Man denke aber den Reinigungsbegriff einmal weiter: Denn aus der Reinigung wird meist auch Säuberung. Um diesen Begriff zu erhellen, lese man, was Stalin unter Säuberung verstand oder die Nazi-Ideologen: Sie alle wollten das totalitäre Groß-Reinemachen, wollten Säuberungen vornehmen. Auch ein gewisser „Menschenschmutz“, wie sie sagten, wurde dabei weg gefegt, verbrannt. Darum folgt auf die Säuberung oft die Auslöschung.
So gibt es also eine Art Trinität: Reinigung – Säuberung -Auslöschung.

Damit will ich nur auf einen geistigen, politischen Zusammenhang hinweisen. Ich sage ja nicht, dass Ratzinger mit Stalin vergleichbar wäre oder mit den verbrecherischen Reinigungskräften des NS Systems. Ich sage nur: Der einseitige Reinlichkeitszwang Ratzingers war und ist ein Hinweis auf totalitäres Denken gegenüber kritischen Christen und kritischen Menschen überhaupt. Nur we der eigenen rechtslastigen Ideologie entsprach oder viel geld hatte, konnte in seinem nun wirklichen Schmutz bleiben. Treffend sprach ja der große katholische Theologe Hans Küng im Zusammenhang des Vatikans von totalitärer Ideologie. Diese mag jetzt unter Papst Franziskus etwas milder geworden sein, in einigen Kreisen jedenfalls. Aber der üble Geruch des bewusst und leidenschaftlich verteidigten Anti-Demokratischen (Wahlrechte, Synodale Strukturen, Gleichberechtigung de Frauen usw.) bestimmt noch immer den Vatikan und seine vielen internationalen Dependenzen.

Hinweise:
Die vielen Belege zum Thema „Reinigung und Ratzinger“ können hier gar nicht aufgeführt werden.

Als Erzbischof von München entwickelte er in seiner Silvesterpredigt 1980 den Gedanken, es müsse auch eine Art akustischer Reinigung geben: Denn nach dem Papstbesuch 1980 in Deutschland habe es „feindselige Nebentöne“ gegeben.. „und es werde immer auch in der Kirche Nebentöne von schlecht gestimmten Pfeifen geben, die sich vordrängen und den Klang bestimmen wollen“. (Hg. vom Pressereferat der Erzdiözese München und Freising, Seite 3.) Der Wahlspruch von Erzbischof Ratzinger war: „Cooperatores veritatis“, „Mitarbeiter der Wahrheit“. Ein solcher Mitarbeiter reinigt natürlich von Unwahrheiten, wischt sie weg.
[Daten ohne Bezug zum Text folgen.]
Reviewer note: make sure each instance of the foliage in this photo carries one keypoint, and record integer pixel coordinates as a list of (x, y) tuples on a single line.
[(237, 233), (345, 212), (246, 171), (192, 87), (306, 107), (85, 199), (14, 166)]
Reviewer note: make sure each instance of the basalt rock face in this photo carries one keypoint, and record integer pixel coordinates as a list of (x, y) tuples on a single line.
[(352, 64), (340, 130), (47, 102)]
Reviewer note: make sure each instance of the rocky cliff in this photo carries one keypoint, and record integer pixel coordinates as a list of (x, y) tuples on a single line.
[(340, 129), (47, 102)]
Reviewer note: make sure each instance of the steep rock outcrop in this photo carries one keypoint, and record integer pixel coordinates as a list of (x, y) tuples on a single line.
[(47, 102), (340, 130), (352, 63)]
Schon am 29.11.1991 hatte der Journalist Hans Jacob Stehle in der ZEIT ein Interview mit Kardinal Ratzinger unter dem Titel „Auch die Religion bedarf der Reinigung“ geführt.
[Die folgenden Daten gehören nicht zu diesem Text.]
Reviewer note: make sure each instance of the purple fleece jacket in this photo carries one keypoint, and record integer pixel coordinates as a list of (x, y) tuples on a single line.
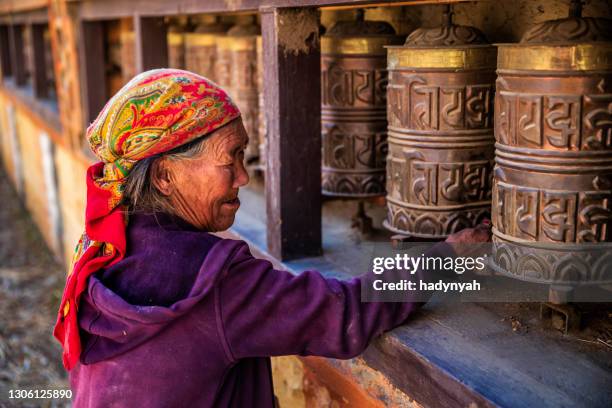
[(188, 319)]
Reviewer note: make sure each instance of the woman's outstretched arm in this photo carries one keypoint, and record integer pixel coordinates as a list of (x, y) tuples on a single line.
[(268, 312)]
Konkretisiert wurde dieser Reinigungsgedanke in seinem Vortrag bei den Salzburger Hochschulwochen 1992 „Der christliche Glaube vor den Herausforderungen der Kulturen“. Das lief bei Ratzinger darauf hinaus, dass die (nichtchristlichen) Religionen alle auf Christus verweisen. Also dann nahe liegenderweise von der Kirche gereinigt werden. (Styria Verlag, 1993, Evangelium und Kultur, S. 15, 16, 24)

Am 19.1.2004 sprachen Kardinal Ratzinger und Jürgen Habermas miteinander in der Katholischen Akademie in München. Am Schluss seines Vortrags sprach Ratzinger ausdrücklich von der Reinigung, von der „gegenseitigen Reinigung“ von Vernunft und Glaube. Allerdings nannte Ratzinger die Vernunft „das göttliche Licht der Vernunft“, das die von ihm genannten Pathologien auch der Vernunft reinigen soll. Dieses göttliche Licht der Vernunft ist für Ratzinger wohl in erster Linie, als göttliches (!) Licht, ein Bestandteil der Kirche(nführung)? Und nicht die allen gemeinsame menschliche Vernunft? Bezeichnenderweise nannte Ratzinger die Pathologien der Vernunft bedrohlicher und größer als die Pathologien der Religionen. Von Pathologien im Katholizismus war bei ihm in München nur ganz am Rande und im Hinweis auf Kirchenväter des 4. Jahrhunderts die Rede!

Im April 2008 sprach Benedikt XVI. während seiner Reise in den USA von der „Reinigung der Kirche“ usw…auch bei anderen Reisen.

Am 17.5.2010 veröffentlichte Peter Seewald „40 Fragen an den Papst“ und nannte Reinigung das Lieblingswort Ratzingers.

Das Buch von Peter Seewald: „Benedikt XVI. Ein Leben. 1184 Seiten. 2020. Verlag Droemer/Knaur.